The second thing you need is an influential voice pushing
the extremist narrative. And over the past 4½ years, we have had a very
influential political leader [President Donald Trump] pushing a narrative that
is not only polarizing—not only highlighting that the right and left are far
apart on policy issues and disagree on discretionary spending—it’s a narrative
of “othering.” It’s a narrative that casts the other side as evil, as
“enemies,” as individuals you have to fight at all costs in order to preserve
your way of life. We saw this, whether [Trump’s “others”] were Democrats, the
news media or the scientific community.
The final thing you need is a mechanism to spread that
narrative to the masses. Historically, mass radicalization took time. If an
influential leader wanted to spread a message, they’d do it through newspapers
or political speeches in towns and cities throughout their country, and it
could take a while for that message to spread. But that’s not our reality
Our reality now is one in which a radicalizing message can
be broadcast to hundreds of millions of people in a matter of seconds. And if
it catches on, you’re virtually guaranteed that millions of people
will [believe] that narrative. We’ve seen this in the more traditional forms of
media, with outlets like Fox News pushing some of these conspiratorial views,
but we’ve also seen it with social media companies not cracking down on this
rhetoric early, and instead letting it fester.
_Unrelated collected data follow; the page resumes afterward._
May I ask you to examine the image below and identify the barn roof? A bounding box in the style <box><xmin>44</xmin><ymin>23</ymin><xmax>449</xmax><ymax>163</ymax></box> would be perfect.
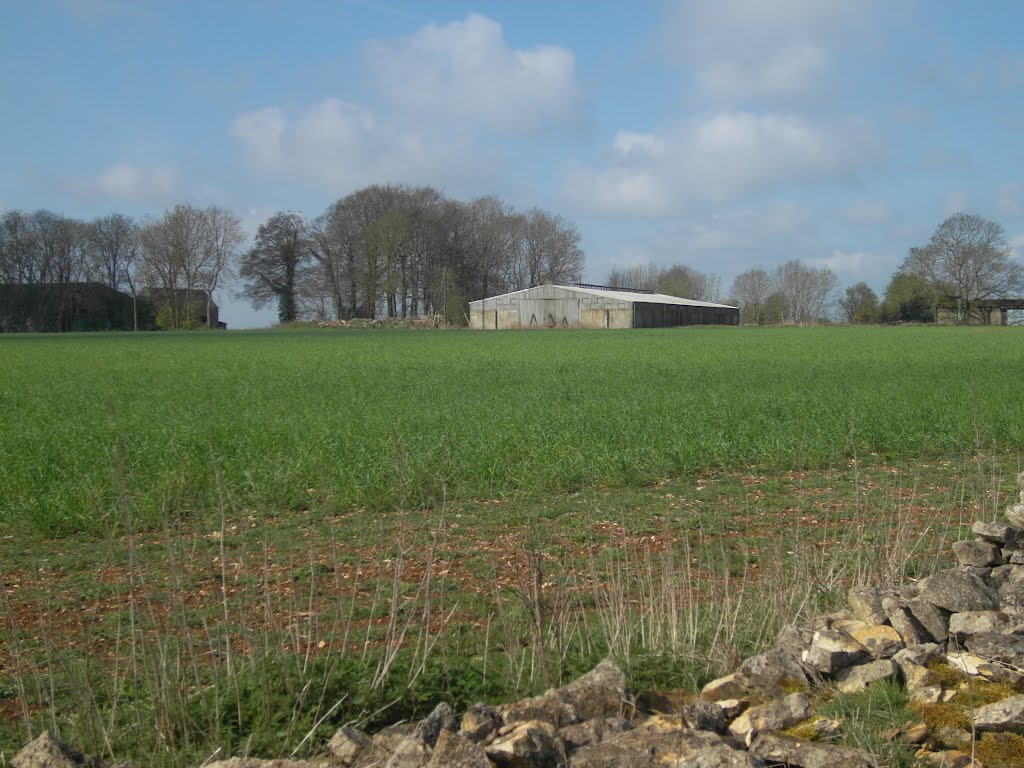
<box><xmin>471</xmin><ymin>283</ymin><xmax>737</xmax><ymax>309</ymax></box>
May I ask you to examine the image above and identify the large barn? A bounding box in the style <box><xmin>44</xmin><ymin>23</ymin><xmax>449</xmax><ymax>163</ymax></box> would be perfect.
<box><xmin>469</xmin><ymin>283</ymin><xmax>739</xmax><ymax>329</ymax></box>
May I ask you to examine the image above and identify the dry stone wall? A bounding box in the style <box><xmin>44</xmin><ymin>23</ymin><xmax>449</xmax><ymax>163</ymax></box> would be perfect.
<box><xmin>15</xmin><ymin>477</ymin><xmax>1024</xmax><ymax>768</ymax></box>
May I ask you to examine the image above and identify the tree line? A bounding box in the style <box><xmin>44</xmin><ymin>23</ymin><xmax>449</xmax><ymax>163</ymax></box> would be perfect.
<box><xmin>0</xmin><ymin>185</ymin><xmax>585</xmax><ymax>328</ymax></box>
<box><xmin>613</xmin><ymin>213</ymin><xmax>1020</xmax><ymax>326</ymax></box>
<box><xmin>243</xmin><ymin>184</ymin><xmax>584</xmax><ymax>324</ymax></box>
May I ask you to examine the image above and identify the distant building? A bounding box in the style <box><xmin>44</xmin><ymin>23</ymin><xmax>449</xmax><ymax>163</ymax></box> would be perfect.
<box><xmin>0</xmin><ymin>282</ymin><xmax>152</xmax><ymax>332</ymax></box>
<box><xmin>469</xmin><ymin>283</ymin><xmax>739</xmax><ymax>329</ymax></box>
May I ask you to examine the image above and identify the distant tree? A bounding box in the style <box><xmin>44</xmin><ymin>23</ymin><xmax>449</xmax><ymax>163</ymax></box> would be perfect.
<box><xmin>881</xmin><ymin>272</ymin><xmax>938</xmax><ymax>323</ymax></box>
<box><xmin>239</xmin><ymin>212</ymin><xmax>312</xmax><ymax>323</ymax></box>
<box><xmin>899</xmin><ymin>213</ymin><xmax>1023</xmax><ymax>323</ymax></box>
<box><xmin>729</xmin><ymin>268</ymin><xmax>774</xmax><ymax>324</ymax></box>
<box><xmin>607</xmin><ymin>262</ymin><xmax>720</xmax><ymax>300</ymax></box>
<box><xmin>772</xmin><ymin>260</ymin><xmax>838</xmax><ymax>324</ymax></box>
<box><xmin>140</xmin><ymin>204</ymin><xmax>243</xmax><ymax>328</ymax></box>
<box><xmin>84</xmin><ymin>213</ymin><xmax>142</xmax><ymax>328</ymax></box>
<box><xmin>840</xmin><ymin>282</ymin><xmax>880</xmax><ymax>324</ymax></box>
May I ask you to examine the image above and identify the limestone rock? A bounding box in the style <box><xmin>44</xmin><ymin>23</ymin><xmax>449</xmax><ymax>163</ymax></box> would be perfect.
<box><xmin>973</xmin><ymin>694</ymin><xmax>1024</xmax><ymax>733</ymax></box>
<box><xmin>919</xmin><ymin>569</ymin><xmax>999</xmax><ymax>613</ymax></box>
<box><xmin>735</xmin><ymin>645</ymin><xmax>807</xmax><ymax>699</ymax></box>
<box><xmin>963</xmin><ymin>631</ymin><xmax>1024</xmax><ymax>666</ymax></box>
<box><xmin>328</xmin><ymin>726</ymin><xmax>371</xmax><ymax>767</ymax></box>
<box><xmin>557</xmin><ymin>717</ymin><xmax>630</xmax><ymax>753</ymax></box>
<box><xmin>893</xmin><ymin>644</ymin><xmax>942</xmax><ymax>689</ymax></box>
<box><xmin>701</xmin><ymin>674</ymin><xmax>746</xmax><ymax>702</ymax></box>
<box><xmin>499</xmin><ymin>691</ymin><xmax>578</xmax><ymax>728</ymax></box>
<box><xmin>728</xmin><ymin>692</ymin><xmax>810</xmax><ymax>739</ymax></box>
<box><xmin>383</xmin><ymin>735</ymin><xmax>432</xmax><ymax>768</ymax></box>
<box><xmin>460</xmin><ymin>703</ymin><xmax>502</xmax><ymax>742</ymax></box>
<box><xmin>424</xmin><ymin>731</ymin><xmax>492</xmax><ymax>768</ymax></box>
<box><xmin>948</xmin><ymin>608</ymin><xmax>1021</xmax><ymax>642</ymax></box>
<box><xmin>556</xmin><ymin>659</ymin><xmax>627</xmax><ymax>721</ymax></box>
<box><xmin>835</xmin><ymin>658</ymin><xmax>898</xmax><ymax>693</ymax></box>
<box><xmin>997</xmin><ymin>566</ymin><xmax>1024</xmax><ymax>607</ymax></box>
<box><xmin>205</xmin><ymin>761</ymin><xmax>315</xmax><ymax>768</ymax></box>
<box><xmin>920</xmin><ymin>749</ymin><xmax>973</xmax><ymax>768</ymax></box>
<box><xmin>848</xmin><ymin>586</ymin><xmax>894</xmax><ymax>626</ymax></box>
<box><xmin>678</xmin><ymin>698</ymin><xmax>727</xmax><ymax>733</ymax></box>
<box><xmin>802</xmin><ymin>629</ymin><xmax>868</xmax><ymax>675</ymax></box>
<box><xmin>12</xmin><ymin>732</ymin><xmax>104</xmax><ymax>768</ymax></box>
<box><xmin>883</xmin><ymin>599</ymin><xmax>927</xmax><ymax>647</ymax></box>
<box><xmin>848</xmin><ymin>623</ymin><xmax>904</xmax><ymax>658</ymax></box>
<box><xmin>415</xmin><ymin>702</ymin><xmax>457</xmax><ymax>748</ymax></box>
<box><xmin>972</xmin><ymin>520</ymin><xmax>1018</xmax><ymax>546</ymax></box>
<box><xmin>570</xmin><ymin>728</ymin><xmax>759</xmax><ymax>768</ymax></box>
<box><xmin>905</xmin><ymin>598</ymin><xmax>950</xmax><ymax>643</ymax></box>
<box><xmin>749</xmin><ymin>732</ymin><xmax>873</xmax><ymax>768</ymax></box>
<box><xmin>715</xmin><ymin>699</ymin><xmax>748</xmax><ymax>720</ymax></box>
<box><xmin>952</xmin><ymin>539</ymin><xmax>1003</xmax><ymax>567</ymax></box>
<box><xmin>486</xmin><ymin>720</ymin><xmax>566</xmax><ymax>768</ymax></box>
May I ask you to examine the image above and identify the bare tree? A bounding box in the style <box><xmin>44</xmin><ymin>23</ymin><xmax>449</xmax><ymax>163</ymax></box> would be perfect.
<box><xmin>772</xmin><ymin>259</ymin><xmax>838</xmax><ymax>324</ymax></box>
<box><xmin>728</xmin><ymin>268</ymin><xmax>774</xmax><ymax>324</ymax></box>
<box><xmin>84</xmin><ymin>213</ymin><xmax>142</xmax><ymax>328</ymax></box>
<box><xmin>239</xmin><ymin>211</ymin><xmax>311</xmax><ymax>324</ymax></box>
<box><xmin>899</xmin><ymin>212</ymin><xmax>1023</xmax><ymax>323</ymax></box>
<box><xmin>140</xmin><ymin>204</ymin><xmax>242</xmax><ymax>328</ymax></box>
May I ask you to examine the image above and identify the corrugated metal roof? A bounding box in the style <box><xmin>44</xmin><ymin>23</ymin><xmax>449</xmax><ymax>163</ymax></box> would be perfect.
<box><xmin>470</xmin><ymin>284</ymin><xmax>736</xmax><ymax>309</ymax></box>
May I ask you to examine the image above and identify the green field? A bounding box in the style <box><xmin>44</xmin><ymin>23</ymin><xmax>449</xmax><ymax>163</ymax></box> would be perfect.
<box><xmin>2</xmin><ymin>325</ymin><xmax>1023</xmax><ymax>765</ymax></box>
<box><xmin>1</xmin><ymin>325</ymin><xmax>1022</xmax><ymax>535</ymax></box>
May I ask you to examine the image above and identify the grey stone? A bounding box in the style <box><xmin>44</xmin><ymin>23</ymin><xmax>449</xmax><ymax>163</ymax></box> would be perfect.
<box><xmin>679</xmin><ymin>698</ymin><xmax>727</xmax><ymax>733</ymax></box>
<box><xmin>952</xmin><ymin>539</ymin><xmax>1003</xmax><ymax>567</ymax></box>
<box><xmin>1006</xmin><ymin>550</ymin><xmax>1024</xmax><ymax>564</ymax></box>
<box><xmin>328</xmin><ymin>726</ymin><xmax>371</xmax><ymax>767</ymax></box>
<box><xmin>948</xmin><ymin>609</ymin><xmax>1019</xmax><ymax>642</ymax></box>
<box><xmin>556</xmin><ymin>659</ymin><xmax>627</xmax><ymax>721</ymax></box>
<box><xmin>749</xmin><ymin>732</ymin><xmax>873</xmax><ymax>768</ymax></box>
<box><xmin>905</xmin><ymin>598</ymin><xmax>950</xmax><ymax>643</ymax></box>
<box><xmin>415</xmin><ymin>702</ymin><xmax>457</xmax><ymax>748</ymax></box>
<box><xmin>735</xmin><ymin>646</ymin><xmax>807</xmax><ymax>699</ymax></box>
<box><xmin>973</xmin><ymin>694</ymin><xmax>1024</xmax><ymax>733</ymax></box>
<box><xmin>919</xmin><ymin>569</ymin><xmax>999</xmax><ymax>613</ymax></box>
<box><xmin>11</xmin><ymin>732</ymin><xmax>104</xmax><ymax>768</ymax></box>
<box><xmin>848</xmin><ymin>623</ymin><xmax>904</xmax><ymax>658</ymax></box>
<box><xmin>835</xmin><ymin>658</ymin><xmax>899</xmax><ymax>693</ymax></box>
<box><xmin>882</xmin><ymin>599</ymin><xmax>927</xmax><ymax>647</ymax></box>
<box><xmin>997</xmin><ymin>566</ymin><xmax>1024</xmax><ymax>607</ymax></box>
<box><xmin>500</xmin><ymin>691</ymin><xmax>578</xmax><ymax>728</ymax></box>
<box><xmin>460</xmin><ymin>703</ymin><xmax>502</xmax><ymax>742</ymax></box>
<box><xmin>557</xmin><ymin>717</ymin><xmax>631</xmax><ymax>753</ymax></box>
<box><xmin>1006</xmin><ymin>503</ymin><xmax>1024</xmax><ymax>528</ymax></box>
<box><xmin>205</xmin><ymin>761</ymin><xmax>315</xmax><ymax>768</ymax></box>
<box><xmin>847</xmin><ymin>586</ymin><xmax>893</xmax><ymax>626</ymax></box>
<box><xmin>802</xmin><ymin>629</ymin><xmax>868</xmax><ymax>675</ymax></box>
<box><xmin>424</xmin><ymin>731</ymin><xmax>492</xmax><ymax>768</ymax></box>
<box><xmin>963</xmin><ymin>631</ymin><xmax>1024</xmax><ymax>666</ymax></box>
<box><xmin>383</xmin><ymin>735</ymin><xmax>432</xmax><ymax>768</ymax></box>
<box><xmin>728</xmin><ymin>692</ymin><xmax>810</xmax><ymax>739</ymax></box>
<box><xmin>570</xmin><ymin>728</ymin><xmax>760</xmax><ymax>768</ymax></box>
<box><xmin>893</xmin><ymin>644</ymin><xmax>943</xmax><ymax>689</ymax></box>
<box><xmin>701</xmin><ymin>674</ymin><xmax>746</xmax><ymax>702</ymax></box>
<box><xmin>972</xmin><ymin>520</ymin><xmax>1017</xmax><ymax>545</ymax></box>
<box><xmin>486</xmin><ymin>720</ymin><xmax>566</xmax><ymax>768</ymax></box>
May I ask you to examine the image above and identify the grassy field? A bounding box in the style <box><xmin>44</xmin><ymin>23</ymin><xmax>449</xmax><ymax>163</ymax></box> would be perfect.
<box><xmin>1</xmin><ymin>325</ymin><xmax>1023</xmax><ymax>536</ymax></box>
<box><xmin>1</xmin><ymin>325</ymin><xmax>1023</xmax><ymax>765</ymax></box>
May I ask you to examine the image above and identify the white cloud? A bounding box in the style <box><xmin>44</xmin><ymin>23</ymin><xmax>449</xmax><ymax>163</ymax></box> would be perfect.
<box><xmin>230</xmin><ymin>98</ymin><xmax>456</xmax><ymax>190</ymax></box>
<box><xmin>815</xmin><ymin>249</ymin><xmax>866</xmax><ymax>273</ymax></box>
<box><xmin>68</xmin><ymin>162</ymin><xmax>178</xmax><ymax>203</ymax></box>
<box><xmin>363</xmin><ymin>13</ymin><xmax>585</xmax><ymax>133</ymax></box>
<box><xmin>564</xmin><ymin>112</ymin><xmax>882</xmax><ymax>215</ymax></box>
<box><xmin>666</xmin><ymin>0</ymin><xmax>876</xmax><ymax>107</ymax></box>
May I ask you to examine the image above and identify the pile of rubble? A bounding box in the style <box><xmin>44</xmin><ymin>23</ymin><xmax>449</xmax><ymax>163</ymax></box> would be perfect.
<box><xmin>14</xmin><ymin>482</ymin><xmax>1024</xmax><ymax>768</ymax></box>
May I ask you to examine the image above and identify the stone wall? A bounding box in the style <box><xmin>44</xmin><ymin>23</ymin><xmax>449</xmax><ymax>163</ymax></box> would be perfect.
<box><xmin>15</xmin><ymin>479</ymin><xmax>1024</xmax><ymax>768</ymax></box>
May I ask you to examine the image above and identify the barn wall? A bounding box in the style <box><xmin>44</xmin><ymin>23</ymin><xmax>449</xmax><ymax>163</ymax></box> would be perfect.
<box><xmin>633</xmin><ymin>303</ymin><xmax>739</xmax><ymax>328</ymax></box>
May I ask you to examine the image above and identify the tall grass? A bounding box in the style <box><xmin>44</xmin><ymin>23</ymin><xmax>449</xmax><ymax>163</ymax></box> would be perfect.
<box><xmin>2</xmin><ymin>326</ymin><xmax>1023</xmax><ymax>536</ymax></box>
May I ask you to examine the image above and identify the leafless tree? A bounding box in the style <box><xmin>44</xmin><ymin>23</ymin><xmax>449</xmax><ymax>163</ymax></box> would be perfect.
<box><xmin>728</xmin><ymin>268</ymin><xmax>774</xmax><ymax>324</ymax></box>
<box><xmin>771</xmin><ymin>259</ymin><xmax>838</xmax><ymax>324</ymax></box>
<box><xmin>84</xmin><ymin>213</ymin><xmax>142</xmax><ymax>328</ymax></box>
<box><xmin>140</xmin><ymin>204</ymin><xmax>243</xmax><ymax>328</ymax></box>
<box><xmin>899</xmin><ymin>212</ymin><xmax>1023</xmax><ymax>323</ymax></box>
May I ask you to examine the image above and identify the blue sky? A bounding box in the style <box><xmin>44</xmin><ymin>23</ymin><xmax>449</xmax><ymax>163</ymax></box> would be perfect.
<box><xmin>2</xmin><ymin>0</ymin><xmax>1023</xmax><ymax>328</ymax></box>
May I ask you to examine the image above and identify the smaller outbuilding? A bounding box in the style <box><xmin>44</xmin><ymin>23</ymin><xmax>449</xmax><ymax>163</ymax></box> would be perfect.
<box><xmin>469</xmin><ymin>283</ymin><xmax>739</xmax><ymax>329</ymax></box>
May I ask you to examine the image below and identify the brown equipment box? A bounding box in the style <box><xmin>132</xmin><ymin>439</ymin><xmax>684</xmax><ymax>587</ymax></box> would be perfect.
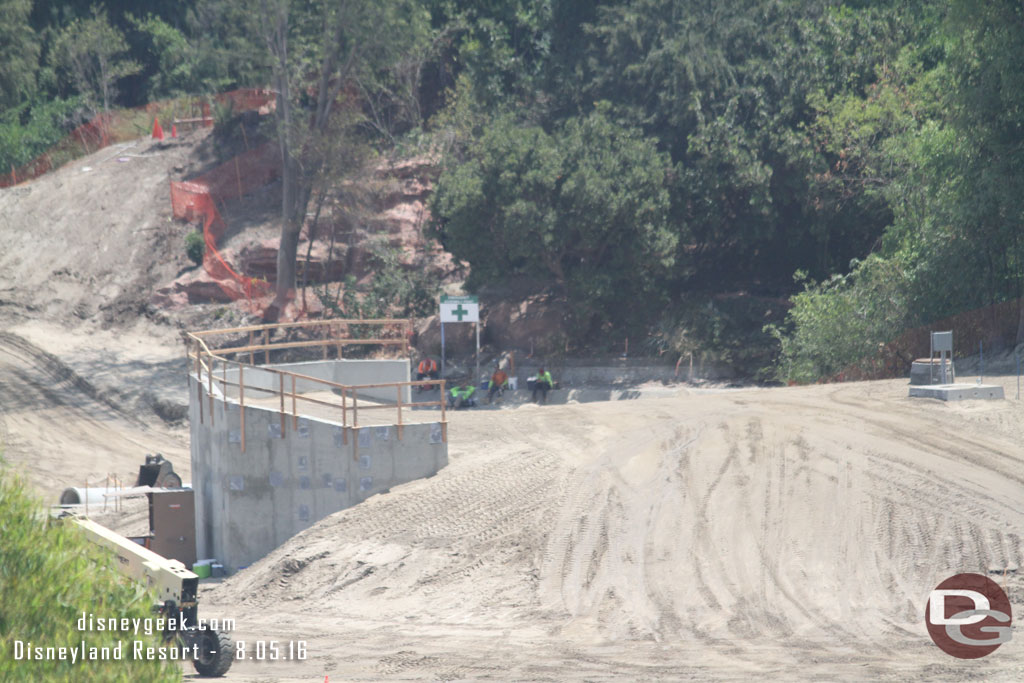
<box><xmin>148</xmin><ymin>489</ymin><xmax>196</xmax><ymax>569</ymax></box>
Those three conditions [make people] ripe for mass
radicalization. And once that narrative changes into a call for action—when
it’s not just about changing someone’s beliefs, it’s about inspiring them
to act on those beliefs—you get January 6. You get mass mobilization.
That’s what we saw.
The question is moving forward is, are those conditions
still present? Does the future of extremism in this country look like January
6, or does it look like something we’ve been dealing with for a couple of
decades? In my estimation, we are reverting back to somewhat of a mean. The
future of extremism in this country won’t look like January 6, but it will look
like what we’ve been dealing with for the past couple of decades, [with a]
significant threat we have to challenge in a very smart way.